贺暄捻起一块点心来吃了一点,心不在焉地道:“唔,那些大臣最是碎嘴。”
“殿下,对南梁那位很是上心呐。”
贺暄正抽了本前朝一位皇帝的本纪摊开在桌上,他顿了顿,掀起眼皮子瞟了李福海一眼,眼前闪过萧琢抬眼时眼角晕的绯红,不知怎的脱口而出:“怎么?那小家伙生得白净漂亮,我不是正好那一口吗?”
贺暄跟自己人在一起的时候,心情好偶尔便不自称孤,倒是觉得亲切自在许多。
“老奴没糊涂呢,殿下别唬老奴。”
贺暄便收了笑,正色道:“唔,当时白将军从北部打了过去,几乎势如破竹地攻破了南梁都城,南梁南部却并未收入囊中。如今南部叛乱四起,那小皇帝说不定还有些用处。如今我可谓近水楼台先得月……”
说着他促狭地眨眨眼睛,靠着椅背懒洋洋地调笑道:“况且,古有周幽王烽火戏诸侯,那小皇帝皮相确是对孤的胃口,便是为了博美人一笑,这买卖也是划算得紧。”
青杏端了点心,在门口敲门道:“侯爷。”
“进来吧。”
紫菀换了身衣服,在一旁给萧琢磨墨,萧琢正看着一卷书,时不时提笔写几个字,倒是有几分红袖添香之雅趣。青杏推门的动作一愣,略有些不自在地踏了进来,道:“奴婢给侯爷准备了点点心,侯爷要用点吗?”
“放着吧,我一会儿用。”萧琢抬头瞥了一眼,便又继续看书。青杏抿了抿唇,将食盒搁在了一旁的桌上,迈着小步子退了出去。
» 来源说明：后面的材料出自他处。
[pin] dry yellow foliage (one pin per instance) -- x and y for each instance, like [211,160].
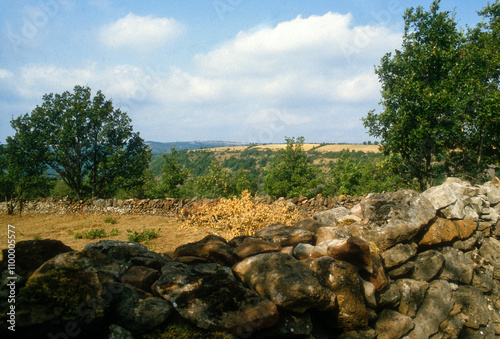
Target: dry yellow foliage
[230,218]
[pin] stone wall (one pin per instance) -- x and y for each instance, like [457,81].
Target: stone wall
[397,265]
[169,206]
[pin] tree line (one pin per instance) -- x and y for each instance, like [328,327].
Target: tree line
[440,117]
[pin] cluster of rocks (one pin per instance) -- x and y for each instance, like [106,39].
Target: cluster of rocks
[397,265]
[168,206]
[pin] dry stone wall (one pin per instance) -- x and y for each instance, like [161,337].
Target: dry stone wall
[397,265]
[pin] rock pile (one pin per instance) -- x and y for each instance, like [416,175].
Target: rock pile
[399,265]
[168,206]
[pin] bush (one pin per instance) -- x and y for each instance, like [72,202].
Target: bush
[91,234]
[144,236]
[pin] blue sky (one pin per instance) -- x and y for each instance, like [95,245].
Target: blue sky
[234,70]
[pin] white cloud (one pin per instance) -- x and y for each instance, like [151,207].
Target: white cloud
[307,76]
[5,74]
[140,32]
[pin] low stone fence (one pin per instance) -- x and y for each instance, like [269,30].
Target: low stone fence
[169,206]
[396,265]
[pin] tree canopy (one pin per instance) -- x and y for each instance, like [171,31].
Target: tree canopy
[90,145]
[440,97]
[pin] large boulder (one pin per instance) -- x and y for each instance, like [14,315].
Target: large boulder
[212,247]
[392,324]
[342,278]
[435,309]
[393,218]
[286,281]
[135,310]
[209,296]
[286,235]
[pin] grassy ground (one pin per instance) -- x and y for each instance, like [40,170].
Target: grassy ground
[63,227]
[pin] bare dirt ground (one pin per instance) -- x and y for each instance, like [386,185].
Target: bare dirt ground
[63,227]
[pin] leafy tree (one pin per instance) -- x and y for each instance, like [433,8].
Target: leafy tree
[478,106]
[214,184]
[419,93]
[173,174]
[22,172]
[87,142]
[291,172]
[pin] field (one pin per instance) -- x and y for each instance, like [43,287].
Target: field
[63,227]
[307,147]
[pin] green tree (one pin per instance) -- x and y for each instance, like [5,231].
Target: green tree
[173,175]
[419,93]
[478,105]
[291,172]
[215,183]
[90,145]
[22,171]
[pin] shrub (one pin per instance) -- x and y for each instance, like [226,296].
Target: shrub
[91,234]
[144,236]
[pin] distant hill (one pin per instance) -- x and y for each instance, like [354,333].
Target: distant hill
[164,147]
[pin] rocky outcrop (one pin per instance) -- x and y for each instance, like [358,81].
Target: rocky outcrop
[398,265]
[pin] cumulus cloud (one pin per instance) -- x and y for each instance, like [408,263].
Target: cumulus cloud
[140,32]
[5,74]
[308,76]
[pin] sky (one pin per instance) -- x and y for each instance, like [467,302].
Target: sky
[232,70]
“那姑娘口音听着倒是耳熟。”待青杏出门了,紫菀忍不住道。萧琢写字的手一顿,蘸了点墨,“她说以前老家是南梁的,只是后来迁到了晋国来。也是缘分。”
“是啊,瞧着倒是干净伶俐。”
萧琢听紫菀附和了一句,突然想起什么,搁了笔道:“之前太子来的时候她跪在碎瓷片上,衣衫都泅了些血,方才忘了问。前几日我想不开,她一直设法做了好些新鲜花样的吃食,如今她为了我惹了伤,我当去看看的。”
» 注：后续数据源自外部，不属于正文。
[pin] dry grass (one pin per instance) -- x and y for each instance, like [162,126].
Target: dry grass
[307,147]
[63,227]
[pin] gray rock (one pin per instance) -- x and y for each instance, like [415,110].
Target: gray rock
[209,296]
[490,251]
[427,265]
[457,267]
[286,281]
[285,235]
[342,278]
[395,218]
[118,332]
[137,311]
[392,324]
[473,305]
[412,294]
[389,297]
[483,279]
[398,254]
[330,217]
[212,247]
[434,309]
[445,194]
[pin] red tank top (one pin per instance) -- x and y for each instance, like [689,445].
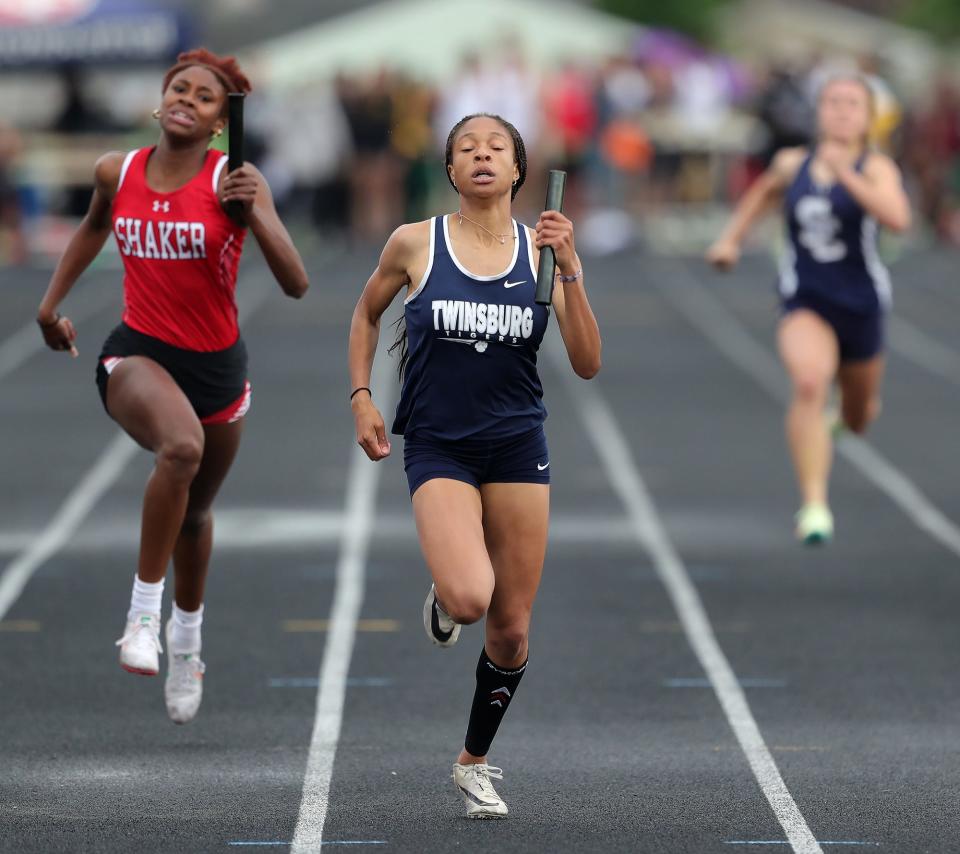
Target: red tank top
[180,256]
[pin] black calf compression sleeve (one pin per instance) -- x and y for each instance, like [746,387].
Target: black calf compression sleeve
[495,689]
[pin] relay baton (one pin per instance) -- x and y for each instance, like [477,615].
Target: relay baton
[548,261]
[235,139]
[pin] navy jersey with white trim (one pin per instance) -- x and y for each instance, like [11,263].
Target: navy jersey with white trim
[473,341]
[832,247]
说着便让紫菀给他套了件外衣,揣了个暖手炉子,匆匆出门往青杏值夜的小间里去了。
“侯爷?”青杏冷不丁看见萧琢站在门口,又惊又喜地给他让了道,有些语无伦次:“侯爷怎么来了?这里地方小,委屈侯爷了……”
“无事。”萧琢将小炉子放了下来,“之前看你腿上受了伤,可上药了?”
青杏一愣,眼眶便红了红,咬着下唇喉头呜咽了半晌,方道:“上……上过了,多谢侯爷关心。”
萧琢点点头,从怀里掏出了个小瓷瓶放在桌上,“这药止血生肌非常管用,你每日早晚涂一涂,姑娘家的,落了伤疤便不好了。”
“侯爷……”青杏攥着手指,连连点头道:“侯爷放心。”
萧琢还待说些什么,瞥见青杏脸红红的,含羞带怯地低垂着眼,偶尔快速地瞟一眼他,待看见他看她了,又飞快地移了开去,这才心里生出了些尴尬来。
虽说主仆之间,这男女大防还是要守的,他将嘴里几句寒暄的话咽了回去,站起身来道:“如此我便先走了,你好好养伤。”
“多谢侯爷关心。”青杏垂着头,此时她手指卷着衣角,脸上还有些许红云。萧琢咳了一声,之前母后怕那些宫女想要借他飞上枝头当凤凰,他身边伺候的都是千挑万选本分的丫鬟或是太监,母后盯得紧,以至于萧琢虽到了娶亲的年纪,于男女之事上倒还是个雏儿。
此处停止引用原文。